Specific and General Aspects of the Development of Enzymes and Metabolic Pathways

Abstract
It is fully appreciated that recent advances in molecular biology have yielded by now a general model of the biologically pivotal protein-synthesizing system and that this model provides a necessary, logically coherent, and methodologically fruitful basis of reference for the study of enzyme development. At the same time it has become possible to relate the specific mechanisms which control enzyme development to the general model of protein synthesis using the same logically consistent molecular concepts. An example is the analysis of developmental effects of hormones. This advance definitely removes the observations of specific developmental processes, especially of enzyme development, from the category of inventorial descriptive data and provides a basis for explanation. Under these circumstances the absence of a "general theory" of differentiation may be of less importance and the complete analysis of the molecular mechanisms of specific developmental processes a worthwhile end in itself.
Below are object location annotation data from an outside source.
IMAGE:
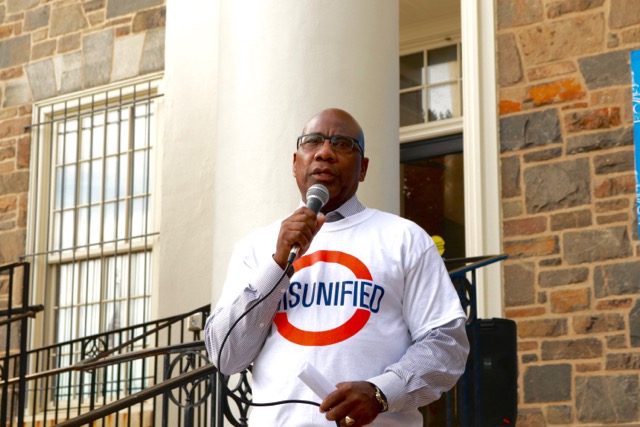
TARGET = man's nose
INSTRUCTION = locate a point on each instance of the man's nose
(326, 150)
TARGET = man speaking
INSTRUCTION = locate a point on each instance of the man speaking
(368, 302)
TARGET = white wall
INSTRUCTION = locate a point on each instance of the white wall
(186, 163)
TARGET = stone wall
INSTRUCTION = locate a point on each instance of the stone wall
(49, 48)
(572, 280)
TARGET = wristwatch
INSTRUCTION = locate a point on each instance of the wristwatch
(381, 398)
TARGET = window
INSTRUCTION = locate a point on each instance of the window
(430, 85)
(92, 226)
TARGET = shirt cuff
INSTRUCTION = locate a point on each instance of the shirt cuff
(392, 387)
(267, 277)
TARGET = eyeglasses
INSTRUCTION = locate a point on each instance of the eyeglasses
(312, 142)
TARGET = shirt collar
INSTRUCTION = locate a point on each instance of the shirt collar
(350, 207)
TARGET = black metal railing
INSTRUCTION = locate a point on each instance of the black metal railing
(67, 379)
(14, 279)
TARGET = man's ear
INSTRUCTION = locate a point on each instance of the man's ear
(364, 164)
(293, 165)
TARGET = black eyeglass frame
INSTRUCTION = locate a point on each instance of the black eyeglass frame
(332, 140)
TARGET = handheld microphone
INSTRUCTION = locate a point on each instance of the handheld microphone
(317, 197)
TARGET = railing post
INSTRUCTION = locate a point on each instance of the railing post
(22, 384)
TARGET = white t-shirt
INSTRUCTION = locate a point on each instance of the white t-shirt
(369, 286)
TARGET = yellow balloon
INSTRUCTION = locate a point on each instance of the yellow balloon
(439, 241)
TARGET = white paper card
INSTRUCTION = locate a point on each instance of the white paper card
(317, 382)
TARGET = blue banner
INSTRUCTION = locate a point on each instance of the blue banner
(635, 85)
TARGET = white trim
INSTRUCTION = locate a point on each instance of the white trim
(431, 130)
(481, 149)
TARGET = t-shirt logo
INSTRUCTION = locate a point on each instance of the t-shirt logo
(362, 291)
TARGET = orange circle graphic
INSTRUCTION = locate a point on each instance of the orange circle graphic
(337, 334)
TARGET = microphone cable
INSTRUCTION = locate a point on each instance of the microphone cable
(228, 334)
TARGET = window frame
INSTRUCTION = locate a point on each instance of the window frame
(41, 199)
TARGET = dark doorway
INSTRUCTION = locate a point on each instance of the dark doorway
(432, 190)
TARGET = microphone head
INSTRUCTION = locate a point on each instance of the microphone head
(317, 197)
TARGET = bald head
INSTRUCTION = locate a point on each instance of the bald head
(337, 119)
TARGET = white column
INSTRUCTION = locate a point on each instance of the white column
(280, 62)
(481, 149)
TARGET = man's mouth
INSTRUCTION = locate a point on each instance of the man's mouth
(322, 173)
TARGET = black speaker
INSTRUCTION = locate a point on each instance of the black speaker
(487, 394)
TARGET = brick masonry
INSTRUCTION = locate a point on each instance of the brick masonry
(572, 281)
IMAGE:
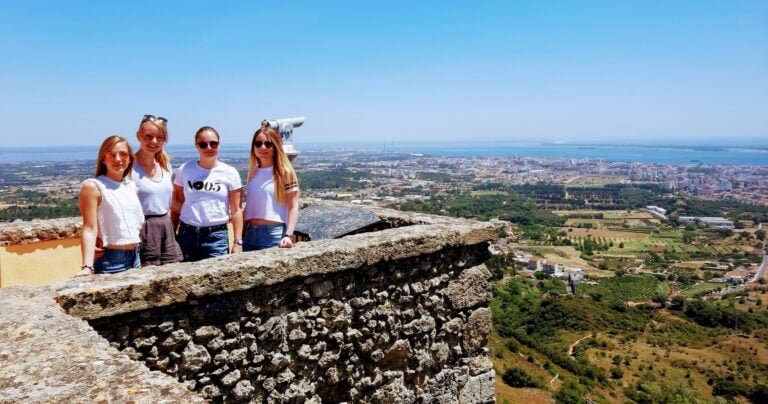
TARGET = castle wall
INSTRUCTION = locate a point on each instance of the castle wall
(400, 314)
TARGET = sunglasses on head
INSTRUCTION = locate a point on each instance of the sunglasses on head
(154, 119)
(257, 144)
(204, 145)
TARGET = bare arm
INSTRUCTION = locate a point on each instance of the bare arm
(236, 215)
(176, 202)
(88, 201)
(293, 218)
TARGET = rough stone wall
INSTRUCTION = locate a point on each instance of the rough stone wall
(405, 330)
This is borne out by the trends in the analysis of specific functions of mature tissues where an explanation is sought by the establishment of molecular mechanisms. It can be proposed that such a reconciliation of specificity and generality, the more nearly equal importance and interest attached to both, is perhaps the outstanding feature of the study of development and perhaps also of other areas of biology. It is in this sense that the work now leading toward an analysis of the development of cell specificity is losing its intractable quality and appears as a challenging and attractive area of study.